Luanda. Introdução. Falar da corrupção hoje, mais do que nunca, passou a ser um lugar-comum. O termo corrupção ganhou plena carta de cidadania na sociedade angolana se atendermos à sua popularidade. Do ponto de vista da filosofia da linguagem é importante descortinar o que está por detrás das palavras, sobretudo, quando elas ganham consagração dentro de uma sociedade; noutros termos, a palavra ´´corrupção´´ já não pode ser usada hoje no nosso contexto como uma palavra qualquer, inócua e sem algum impacto social.

 

Fonte: Club-k.net

De facto, a sua omnipresença na nossa comunicação quotidiana desvela uma realidade tenebrosa que jaz na nossa forma mentis, talvez mais na esfera do subconsciente do que propriamente na esfera consciente. Ora, a nossa forma mentis molda de alguma maneira o nosso modus operandi.

O homem age segundo aquilo que pensa, acredita, deseja e observa no seu ambiente social. Em termos ontológicos (filosofia do ser) o agir humano é consequência do ser (agere sequitur esse). O que vem a significar esta premissa? Se a corrupção deixou de ser uma simples palavra, passando neste caso a ser uma realidade, deduz-se que a corrupção é um modus operandi e que existem pessoas que praticam (activa ou passivamente), promovem e arquitectam a corrupção. Noutras palavras, há corrupção lá onde existem corruptos. Na perspectiva sociológica, a corrupção em Angola hoje já é um fenómeno social. Fenómeno, na sua etimologia grega (phainômenon), significa o que se manifesta, o que aparece.
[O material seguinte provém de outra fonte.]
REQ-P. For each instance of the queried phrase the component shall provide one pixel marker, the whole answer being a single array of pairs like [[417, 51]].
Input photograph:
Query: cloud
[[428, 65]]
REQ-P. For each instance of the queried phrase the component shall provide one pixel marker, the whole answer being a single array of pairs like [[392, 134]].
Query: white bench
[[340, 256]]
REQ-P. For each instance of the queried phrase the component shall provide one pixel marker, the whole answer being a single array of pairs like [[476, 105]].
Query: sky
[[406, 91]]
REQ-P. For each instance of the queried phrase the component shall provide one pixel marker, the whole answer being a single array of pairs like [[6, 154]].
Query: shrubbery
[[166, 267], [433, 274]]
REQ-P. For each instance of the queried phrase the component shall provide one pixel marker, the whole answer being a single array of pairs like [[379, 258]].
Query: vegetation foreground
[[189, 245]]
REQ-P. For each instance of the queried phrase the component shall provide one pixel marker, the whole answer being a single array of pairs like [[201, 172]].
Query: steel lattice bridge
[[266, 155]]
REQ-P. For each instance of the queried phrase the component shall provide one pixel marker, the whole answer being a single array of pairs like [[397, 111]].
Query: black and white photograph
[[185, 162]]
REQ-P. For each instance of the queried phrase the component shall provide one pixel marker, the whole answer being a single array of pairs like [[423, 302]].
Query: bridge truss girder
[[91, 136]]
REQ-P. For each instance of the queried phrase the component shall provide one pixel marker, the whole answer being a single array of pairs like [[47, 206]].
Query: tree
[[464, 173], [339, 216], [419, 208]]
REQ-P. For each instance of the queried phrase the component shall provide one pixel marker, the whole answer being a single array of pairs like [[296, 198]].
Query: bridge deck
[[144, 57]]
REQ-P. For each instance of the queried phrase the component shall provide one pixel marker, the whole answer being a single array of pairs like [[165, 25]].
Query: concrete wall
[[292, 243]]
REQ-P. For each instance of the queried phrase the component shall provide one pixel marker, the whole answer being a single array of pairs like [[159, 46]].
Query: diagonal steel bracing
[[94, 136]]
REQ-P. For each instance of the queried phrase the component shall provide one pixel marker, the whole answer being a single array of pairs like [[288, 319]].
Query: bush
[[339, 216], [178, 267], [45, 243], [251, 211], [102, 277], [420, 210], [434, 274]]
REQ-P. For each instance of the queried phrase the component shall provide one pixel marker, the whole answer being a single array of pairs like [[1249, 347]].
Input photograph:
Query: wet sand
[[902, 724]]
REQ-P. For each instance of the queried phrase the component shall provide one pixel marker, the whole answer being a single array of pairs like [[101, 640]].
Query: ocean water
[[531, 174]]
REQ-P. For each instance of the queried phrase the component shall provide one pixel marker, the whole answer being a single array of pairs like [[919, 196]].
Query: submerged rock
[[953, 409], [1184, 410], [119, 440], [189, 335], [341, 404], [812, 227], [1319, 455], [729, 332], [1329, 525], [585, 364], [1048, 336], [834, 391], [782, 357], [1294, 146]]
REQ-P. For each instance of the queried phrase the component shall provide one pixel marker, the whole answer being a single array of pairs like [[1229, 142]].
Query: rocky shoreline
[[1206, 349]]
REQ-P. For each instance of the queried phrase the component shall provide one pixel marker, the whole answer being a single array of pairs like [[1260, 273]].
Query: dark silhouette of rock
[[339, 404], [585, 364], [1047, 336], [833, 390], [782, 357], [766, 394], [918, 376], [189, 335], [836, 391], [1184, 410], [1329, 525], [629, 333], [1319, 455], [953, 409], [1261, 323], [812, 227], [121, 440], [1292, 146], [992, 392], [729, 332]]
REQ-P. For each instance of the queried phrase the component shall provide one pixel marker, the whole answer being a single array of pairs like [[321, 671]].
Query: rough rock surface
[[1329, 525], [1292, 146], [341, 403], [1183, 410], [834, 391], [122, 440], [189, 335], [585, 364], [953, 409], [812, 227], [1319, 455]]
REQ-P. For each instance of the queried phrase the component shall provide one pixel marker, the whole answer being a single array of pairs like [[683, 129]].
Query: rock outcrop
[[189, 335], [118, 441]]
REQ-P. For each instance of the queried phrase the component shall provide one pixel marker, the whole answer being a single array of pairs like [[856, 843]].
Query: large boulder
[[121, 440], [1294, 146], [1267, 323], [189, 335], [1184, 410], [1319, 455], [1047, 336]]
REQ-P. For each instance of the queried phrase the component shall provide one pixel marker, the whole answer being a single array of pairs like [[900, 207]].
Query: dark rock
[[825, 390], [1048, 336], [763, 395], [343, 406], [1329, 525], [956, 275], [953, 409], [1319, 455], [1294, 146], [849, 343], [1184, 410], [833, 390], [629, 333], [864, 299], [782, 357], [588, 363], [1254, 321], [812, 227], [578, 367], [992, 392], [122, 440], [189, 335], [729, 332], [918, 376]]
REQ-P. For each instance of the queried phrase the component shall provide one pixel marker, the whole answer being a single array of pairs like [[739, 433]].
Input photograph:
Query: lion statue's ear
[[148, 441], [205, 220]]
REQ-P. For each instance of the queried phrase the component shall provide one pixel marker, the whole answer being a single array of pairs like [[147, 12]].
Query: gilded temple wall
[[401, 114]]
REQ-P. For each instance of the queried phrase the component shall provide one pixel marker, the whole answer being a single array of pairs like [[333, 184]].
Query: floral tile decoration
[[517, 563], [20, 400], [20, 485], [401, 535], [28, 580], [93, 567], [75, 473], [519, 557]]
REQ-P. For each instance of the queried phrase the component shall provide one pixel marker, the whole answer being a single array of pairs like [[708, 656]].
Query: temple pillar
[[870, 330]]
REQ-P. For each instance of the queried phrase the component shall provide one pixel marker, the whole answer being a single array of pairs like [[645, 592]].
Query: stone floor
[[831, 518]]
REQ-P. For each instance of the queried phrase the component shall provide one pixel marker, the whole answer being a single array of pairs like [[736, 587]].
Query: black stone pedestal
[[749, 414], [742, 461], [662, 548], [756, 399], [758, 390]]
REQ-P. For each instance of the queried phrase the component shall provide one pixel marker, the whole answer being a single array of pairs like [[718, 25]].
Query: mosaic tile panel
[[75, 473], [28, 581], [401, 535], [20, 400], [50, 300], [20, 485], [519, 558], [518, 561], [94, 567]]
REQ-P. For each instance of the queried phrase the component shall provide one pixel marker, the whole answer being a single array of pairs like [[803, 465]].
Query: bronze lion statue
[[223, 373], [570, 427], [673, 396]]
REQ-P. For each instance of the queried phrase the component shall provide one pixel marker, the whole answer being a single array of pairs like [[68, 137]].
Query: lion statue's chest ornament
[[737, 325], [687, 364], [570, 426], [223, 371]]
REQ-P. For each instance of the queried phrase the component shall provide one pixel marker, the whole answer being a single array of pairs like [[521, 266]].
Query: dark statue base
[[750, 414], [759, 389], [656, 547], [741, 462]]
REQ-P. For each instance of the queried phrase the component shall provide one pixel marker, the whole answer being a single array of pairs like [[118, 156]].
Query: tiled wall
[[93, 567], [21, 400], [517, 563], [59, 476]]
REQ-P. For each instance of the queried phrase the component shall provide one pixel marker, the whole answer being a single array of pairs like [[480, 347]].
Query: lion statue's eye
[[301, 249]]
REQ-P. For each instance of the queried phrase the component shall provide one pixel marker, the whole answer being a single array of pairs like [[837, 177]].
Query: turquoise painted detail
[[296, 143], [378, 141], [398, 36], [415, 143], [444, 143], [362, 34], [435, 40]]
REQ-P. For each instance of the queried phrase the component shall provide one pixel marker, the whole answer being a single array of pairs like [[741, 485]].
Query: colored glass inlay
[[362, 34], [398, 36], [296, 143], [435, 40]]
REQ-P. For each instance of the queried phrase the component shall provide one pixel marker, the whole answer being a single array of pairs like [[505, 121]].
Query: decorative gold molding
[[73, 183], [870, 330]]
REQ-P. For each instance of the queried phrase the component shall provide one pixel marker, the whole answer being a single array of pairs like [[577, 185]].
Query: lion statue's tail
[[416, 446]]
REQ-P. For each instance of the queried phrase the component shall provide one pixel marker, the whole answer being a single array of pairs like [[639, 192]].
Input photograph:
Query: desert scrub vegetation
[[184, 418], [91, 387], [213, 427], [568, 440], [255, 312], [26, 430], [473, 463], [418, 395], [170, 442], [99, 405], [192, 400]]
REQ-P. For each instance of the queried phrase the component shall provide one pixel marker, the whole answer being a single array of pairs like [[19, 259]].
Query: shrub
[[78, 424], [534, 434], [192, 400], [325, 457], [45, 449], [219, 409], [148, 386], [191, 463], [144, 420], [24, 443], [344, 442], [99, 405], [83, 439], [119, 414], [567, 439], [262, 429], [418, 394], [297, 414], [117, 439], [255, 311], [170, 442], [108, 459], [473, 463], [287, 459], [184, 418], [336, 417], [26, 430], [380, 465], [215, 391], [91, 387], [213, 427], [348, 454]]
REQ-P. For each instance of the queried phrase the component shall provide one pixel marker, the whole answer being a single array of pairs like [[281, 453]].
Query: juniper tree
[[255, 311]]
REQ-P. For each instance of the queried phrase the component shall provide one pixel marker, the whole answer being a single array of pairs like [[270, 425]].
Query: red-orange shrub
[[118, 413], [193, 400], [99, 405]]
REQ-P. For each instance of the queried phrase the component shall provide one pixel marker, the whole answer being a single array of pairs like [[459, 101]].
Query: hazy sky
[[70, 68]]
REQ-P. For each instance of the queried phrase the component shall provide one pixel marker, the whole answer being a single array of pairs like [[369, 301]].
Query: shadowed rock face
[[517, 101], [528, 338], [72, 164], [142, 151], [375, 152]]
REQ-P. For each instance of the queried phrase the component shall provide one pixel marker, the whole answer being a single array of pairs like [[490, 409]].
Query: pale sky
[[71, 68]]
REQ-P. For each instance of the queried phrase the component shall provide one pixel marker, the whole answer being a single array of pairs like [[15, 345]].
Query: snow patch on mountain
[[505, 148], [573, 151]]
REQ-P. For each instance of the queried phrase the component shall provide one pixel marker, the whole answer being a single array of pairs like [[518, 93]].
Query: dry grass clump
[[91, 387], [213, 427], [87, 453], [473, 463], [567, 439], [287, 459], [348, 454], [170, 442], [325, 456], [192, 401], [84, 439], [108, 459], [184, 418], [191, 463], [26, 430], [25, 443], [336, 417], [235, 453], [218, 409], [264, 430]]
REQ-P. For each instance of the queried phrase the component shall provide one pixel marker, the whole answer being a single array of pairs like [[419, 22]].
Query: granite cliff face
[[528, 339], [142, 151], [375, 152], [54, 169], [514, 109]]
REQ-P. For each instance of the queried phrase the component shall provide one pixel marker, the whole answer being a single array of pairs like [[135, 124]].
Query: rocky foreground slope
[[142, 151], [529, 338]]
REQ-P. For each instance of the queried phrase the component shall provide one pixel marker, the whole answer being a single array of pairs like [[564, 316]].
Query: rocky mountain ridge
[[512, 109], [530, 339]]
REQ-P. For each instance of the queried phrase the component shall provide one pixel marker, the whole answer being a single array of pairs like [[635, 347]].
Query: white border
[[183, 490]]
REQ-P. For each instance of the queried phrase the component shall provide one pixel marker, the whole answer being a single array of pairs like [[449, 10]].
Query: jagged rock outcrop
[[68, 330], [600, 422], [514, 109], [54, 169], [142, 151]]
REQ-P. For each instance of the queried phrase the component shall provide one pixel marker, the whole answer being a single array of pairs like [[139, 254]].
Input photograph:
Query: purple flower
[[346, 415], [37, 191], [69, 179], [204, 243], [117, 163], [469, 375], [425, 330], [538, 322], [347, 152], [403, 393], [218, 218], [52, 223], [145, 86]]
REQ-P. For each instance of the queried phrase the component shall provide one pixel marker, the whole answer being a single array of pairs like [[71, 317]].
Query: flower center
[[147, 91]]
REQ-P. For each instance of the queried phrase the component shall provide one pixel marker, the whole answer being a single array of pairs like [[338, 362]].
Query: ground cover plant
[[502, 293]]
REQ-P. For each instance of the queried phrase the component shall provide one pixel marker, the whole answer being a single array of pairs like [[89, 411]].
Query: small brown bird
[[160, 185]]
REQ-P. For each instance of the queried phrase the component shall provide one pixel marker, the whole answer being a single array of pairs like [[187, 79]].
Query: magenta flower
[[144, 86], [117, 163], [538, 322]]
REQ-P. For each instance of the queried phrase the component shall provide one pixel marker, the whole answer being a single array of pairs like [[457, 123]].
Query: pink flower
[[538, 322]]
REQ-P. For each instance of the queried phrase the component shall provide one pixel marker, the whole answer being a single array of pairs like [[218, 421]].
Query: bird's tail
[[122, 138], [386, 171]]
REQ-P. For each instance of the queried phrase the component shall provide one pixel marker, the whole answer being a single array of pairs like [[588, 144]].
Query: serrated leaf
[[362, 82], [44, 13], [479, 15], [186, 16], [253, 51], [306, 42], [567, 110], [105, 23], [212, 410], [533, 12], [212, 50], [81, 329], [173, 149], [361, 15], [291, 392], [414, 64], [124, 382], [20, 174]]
Mas quando dizemos fenómeno social aqui não é apenas porque é algo que existe e se manifesta na sociedade angolana (uma realidade constatável e quantificável através de estatísticas), mas também porque trata-se de uma realidade que vai assumindo formas subtis nos nossos costumes sociais do dia-a-dia, o que abre espaço para reflectirmos como é que o fenómeno se está a inserir na estrutura cultural, moral e politica da sociedade angolana.

Na origem da palavra corrupção temos corruptio (do latim) que poderíamos traduzir por degeneração. Ontologicamente seria a perda das características do ser (ontos) ou uma descaracterização da natureza das coisas.

Atendendo a todas essas premissas, este trabalho é acima de tudo uma reflexão sobre o fenómeno, suas incidências e seus desafios. Não é um trabalho de cunho sociológico, jurídico ou económico. Não são campos do meu domínio. Pretendo limitar esta abordagem num quadro antropológico e moral.


1. Status quaestionis.

O fenómeno da corrupção em Angola está a suscitar nos últimos anos alguma inquietação na sociedade tendo em conta as proporções alarmantes e os contornos perigosos com que se apresenta. Efectivamente, as denúncias de corrupção (sobretudo aquela da classe politica no poder) feitas por académicos, religiosos, políticos, jornalistas, activistas cívicos, organizações não-governamentais nacionais e estrangeiras multiplicam-se ad nauseam.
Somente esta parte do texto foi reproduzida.